DocketNumber: 65676
Judges: Carley, Deen
Filed Date: 7/6/1983
Status: Precedential
Modified Date: 11/8/2024
dissenting.
I respectfully dissent from the majority opinion. In affirming the trial court’s award of a directed verdict for appellee, the majority holds that Ms. Hagans’ testimony regarding the truck’s after-collision value was non-probative because the basis for her opinion that the truck was then worth $5,000 was not stated. The majority apparently overlooks Ms. Hagans’ testimony that her extensive comparison shopping prior to purchasing the truck familiarized her with the values of similar trucks in undamaged condition, and that on this basis she was of the opinion that in the year since the truck’s purchase it had depreciated from the $11,000 value represented by the purchase price to $9,000; and the further fact that the actual damages alleged in the complaint were in the amount of $4,066.13, with the insurer paying $3,900 in compensation. It would seem obvious that Ms. Hagans arrived at the $5,000 figure by subtracting the approximately $4,000 in actual damages from the $9,000 value which, on the basis of her comparison-shopping experience, she had assigned to the truck after one year of depreciation but before it was damaged.

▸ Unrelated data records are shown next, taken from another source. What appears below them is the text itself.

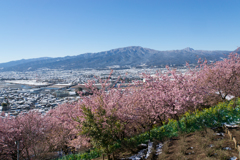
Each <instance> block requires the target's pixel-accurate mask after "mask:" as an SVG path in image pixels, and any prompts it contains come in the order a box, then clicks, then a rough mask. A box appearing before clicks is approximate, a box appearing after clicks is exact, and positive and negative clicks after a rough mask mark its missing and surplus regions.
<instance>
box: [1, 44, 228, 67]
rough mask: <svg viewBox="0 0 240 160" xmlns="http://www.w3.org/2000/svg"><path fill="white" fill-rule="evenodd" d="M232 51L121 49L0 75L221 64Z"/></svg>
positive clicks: (190, 48)
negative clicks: (149, 67) (188, 63)
mask: <svg viewBox="0 0 240 160" xmlns="http://www.w3.org/2000/svg"><path fill="white" fill-rule="evenodd" d="M230 52H231V51H204V50H194V49H192V48H189V47H188V48H185V49H182V50H170V51H157V50H153V49H148V48H143V47H139V46H131V47H125V48H117V49H112V50H109V51H104V52H98V53H85V54H80V55H77V56H67V57H58V58H36V59H29V60H19V61H11V62H8V63H1V64H0V68H1V69H0V71H28V70H29V71H33V70H37V69H39V68H49V69H83V68H95V69H105V68H111V66H114V65H115V66H116V65H117V66H118V67H119V68H129V67H141V66H145V67H165V66H166V65H169V66H182V65H185V63H186V62H188V63H190V64H196V63H197V60H198V58H203V59H205V58H206V59H207V60H209V61H218V60H221V59H222V58H226V57H227V55H228V54H229V53H230Z"/></svg>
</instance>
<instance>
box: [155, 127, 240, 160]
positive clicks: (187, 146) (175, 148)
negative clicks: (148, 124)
mask: <svg viewBox="0 0 240 160" xmlns="http://www.w3.org/2000/svg"><path fill="white" fill-rule="evenodd" d="M224 147H230V148H231V150H223V148H224ZM233 156H236V157H238V151H237V150H236V149H234V143H233V142H232V141H230V140H229V137H228V136H227V135H225V136H224V137H221V136H218V135H216V133H215V132H214V130H212V129H209V128H207V129H206V130H204V131H198V132H195V133H190V134H185V135H181V136H179V137H176V138H173V139H172V140H170V141H169V142H167V143H165V144H164V147H163V153H162V154H160V155H159V156H158V160H176V159H180V160H184V159H187V160H227V159H229V158H230V157H233Z"/></svg>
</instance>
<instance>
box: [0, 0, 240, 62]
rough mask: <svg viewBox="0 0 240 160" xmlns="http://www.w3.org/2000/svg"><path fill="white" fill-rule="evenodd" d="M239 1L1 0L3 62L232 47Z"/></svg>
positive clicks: (214, 49) (231, 49) (235, 29)
mask: <svg viewBox="0 0 240 160" xmlns="http://www.w3.org/2000/svg"><path fill="white" fill-rule="evenodd" d="M239 5H240V1H238V0H231V1H227V0H211V1H209V0H194V1H192V0H181V1H179V0H171V1H164V0H152V1H147V0H131V1H129V0H121V1H120V0H119V1H118V0H116V1H111V0H102V1H98V0H89V1H84V0H81V1H80V0H70V1H69V0H68V1H67V0H51V1H49V0H41V1H40V0H36V1H31V0H24V1H18V0H11V1H0V13H1V15H2V17H1V26H0V35H1V36H0V44H1V47H0V54H1V58H0V63H5V62H9V61H14V60H20V59H30V58H39V57H64V56H73V55H79V54H83V53H97V52H101V51H108V50H111V49H116V48H122V47H127V46H141V47H144V48H150V49H154V50H159V51H163V50H180V49H184V48H186V47H191V48H193V49H195V50H225V51H226V50H227V51H233V50H235V49H237V47H238V46H239V40H238V37H240V32H239V28H240V22H239V21H238V20H237V19H238V18H239V17H238V16H239V15H240V10H239V9H238V6H239Z"/></svg>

This would seem sufficient to fulfill the requirements of Reed v. Piper, 145 Ga. App. 75 (243 SE2d 257) (1978) and Toney v. Johns, 153 Ga. App. 880 (267 SE2d 298) (1980), as well as those of OCGA § 24-9-66 (Code Ann. § 38-1709), and would provide the support (although not in tangible form) required by Nail v. Hiers, 116 Ga. App. 522 (157 SE2d 771) (1967). The jury could and should have been allowed to use this evidence in the light of their general knowledge and experience, which they possess in common with the rest of mankind, in their deliberation to a verdict.
For this reason, I respectfully dissent. I am authorized to state that Presiding Judge McMurray joins in this dissent.